Compose file with optional monitoring and profiling configs

This directory contains a docker-compose definition for an Ozone cluster with all components (including S3 Gateway and Recon).

There are two optional add-ons:

  • monitoring: adds Grafana, Jaeger and Prometheus services, and configures Ozone to work with them
  • profiling: allows sampling Ozone CPU/memory using async-profiler

How to start

TL;DR:

  1. single datanode:
    ./run.sh -d
    
  2. three datanodes for replication:
    export OZONE_REPLICATION_FACTOR=3
    ./run.sh -d
    

Basics

The cluster can be started with regular docker-compose up command. Use -d to start the cluster in the background.

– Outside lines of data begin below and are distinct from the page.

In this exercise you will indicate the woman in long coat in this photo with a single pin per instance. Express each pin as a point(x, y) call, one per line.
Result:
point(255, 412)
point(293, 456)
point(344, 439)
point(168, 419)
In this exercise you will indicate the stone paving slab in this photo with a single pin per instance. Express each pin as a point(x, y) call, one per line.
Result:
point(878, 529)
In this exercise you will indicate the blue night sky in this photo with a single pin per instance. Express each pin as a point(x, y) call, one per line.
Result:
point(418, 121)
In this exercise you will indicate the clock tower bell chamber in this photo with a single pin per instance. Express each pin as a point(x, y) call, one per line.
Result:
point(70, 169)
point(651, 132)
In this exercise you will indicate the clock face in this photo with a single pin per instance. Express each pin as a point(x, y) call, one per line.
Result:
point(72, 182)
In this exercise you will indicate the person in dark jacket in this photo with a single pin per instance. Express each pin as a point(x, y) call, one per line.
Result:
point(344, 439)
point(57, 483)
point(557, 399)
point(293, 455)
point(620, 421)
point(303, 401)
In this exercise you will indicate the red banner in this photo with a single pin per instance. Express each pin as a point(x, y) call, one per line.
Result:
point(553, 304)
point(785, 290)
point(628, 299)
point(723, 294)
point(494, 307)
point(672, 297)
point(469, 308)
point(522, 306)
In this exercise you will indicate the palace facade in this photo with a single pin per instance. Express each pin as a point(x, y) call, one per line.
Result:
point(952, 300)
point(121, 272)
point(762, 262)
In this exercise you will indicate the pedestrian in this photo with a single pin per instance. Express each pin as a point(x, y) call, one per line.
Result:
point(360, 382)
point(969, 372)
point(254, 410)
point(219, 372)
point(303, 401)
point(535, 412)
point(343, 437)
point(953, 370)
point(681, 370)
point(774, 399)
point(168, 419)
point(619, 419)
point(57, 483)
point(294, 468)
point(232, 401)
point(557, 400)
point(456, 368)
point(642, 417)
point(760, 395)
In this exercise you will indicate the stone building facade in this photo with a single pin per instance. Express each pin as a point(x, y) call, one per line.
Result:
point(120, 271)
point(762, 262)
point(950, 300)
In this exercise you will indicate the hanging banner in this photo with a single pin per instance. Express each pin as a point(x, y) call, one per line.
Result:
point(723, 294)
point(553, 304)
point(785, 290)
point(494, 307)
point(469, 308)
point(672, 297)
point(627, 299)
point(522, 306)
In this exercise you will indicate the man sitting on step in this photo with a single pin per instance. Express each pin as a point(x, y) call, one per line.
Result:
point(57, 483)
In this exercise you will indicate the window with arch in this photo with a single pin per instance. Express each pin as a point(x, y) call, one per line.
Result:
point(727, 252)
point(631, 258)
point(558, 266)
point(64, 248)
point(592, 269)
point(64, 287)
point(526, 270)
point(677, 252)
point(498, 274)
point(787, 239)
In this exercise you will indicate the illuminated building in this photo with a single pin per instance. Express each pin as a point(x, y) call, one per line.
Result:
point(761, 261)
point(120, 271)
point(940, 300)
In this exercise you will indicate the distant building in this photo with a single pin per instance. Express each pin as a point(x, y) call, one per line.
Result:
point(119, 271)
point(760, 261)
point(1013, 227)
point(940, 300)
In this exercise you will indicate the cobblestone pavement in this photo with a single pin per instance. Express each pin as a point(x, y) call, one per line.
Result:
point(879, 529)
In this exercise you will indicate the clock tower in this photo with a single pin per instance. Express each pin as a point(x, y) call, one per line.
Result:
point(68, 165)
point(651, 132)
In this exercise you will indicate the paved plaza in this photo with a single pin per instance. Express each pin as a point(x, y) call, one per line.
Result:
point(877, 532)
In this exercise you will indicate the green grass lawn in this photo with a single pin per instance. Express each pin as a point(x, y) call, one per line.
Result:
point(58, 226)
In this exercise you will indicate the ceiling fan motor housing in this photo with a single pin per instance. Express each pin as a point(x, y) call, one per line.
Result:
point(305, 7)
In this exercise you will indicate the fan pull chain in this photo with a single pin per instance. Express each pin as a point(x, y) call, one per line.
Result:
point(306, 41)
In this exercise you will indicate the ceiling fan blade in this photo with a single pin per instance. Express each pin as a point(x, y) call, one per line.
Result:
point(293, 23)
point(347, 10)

You can change the number of datanodes to start using the --scale option. Eg. to start 3 datanodes: docker-compose up -d --scale datanode=3.

The cluster's replication factor (1 or 3) can be controlled by setting the OZONE_REPLICATION_FACTOR environment variable. It defaults to 1 to match the number of datanodes started by default, without the --scale option.

For convenience the run.sh script can be used to make sure the replication factor and the number of datanodes match. It also passes any additional arguments provided on the command-line (eg. -d) to docker-compose.

Add-ons

Monitoring and/or performance add-ons can be enabled via docker-compose's ability to use multiple compose files (by using the -f option repeatedly, or more easily by defining the COMPOSE_FILE environment variable):

# no COMPOSE_FILE var                                                  # => only Ozone
export COMPOSE_FILE=docker-compose.yaml:monitoring.yaml                # => add monitoring
export COMPOSE_FILE=docker-compose.yaml:profiling.yaml                 # => add profiling
export COMPOSE_FILE=docker-compose.yaml:monitoring.yaml:profiling.yaml # => add both

Once the variable is defined, Ozone cluster with add-ons can be started/scaled/stopped etc. using the same docker-compose commands as for the base cluster.

Load generator

Ozone comes with a load generator called Freon.

You can enter one of the containers (eg. SCM) and start a Freon test:

docker-compose exec scm bash
ozone freon ockg -n1000

You can also start two flavors of Freon as separate services, which allows scaling them up. Once all the datanodes are started, start Freon by adding its definition to COMPOSE_FILE and re-running the docker-compose up or run.sh command:

export COMPOSE_FILE="${COMPOSE_FILE}:freon-ockg.yaml"

docker-compose up -d --no-recreate --scale datanode=3
# OR
./run.sh -d

How to use

You can check the ozone web ui:

OzoneManager: http://localhost:9874 SCM: http://localhost:9876

Monitoring

  • Prometheus: follows a pull based approach where metrics are published on an HTTP endpoint. Metrics can be checked on Prometheus' web UI
  • Grafana: comes with two dashboards for Ozone
    • Ozone - Object Metrics
    • Ozone - RPC Metrics
  • Jaeger: collects distributed tracing information from Ozone, can be queried on the Jaeger web UI

Profiling

Start by hitting the /prof endpoint on the service to be profiled, eg. http://localhost:9876/prof for SCM. Detailed instructions can be found in the Hadoop wiki.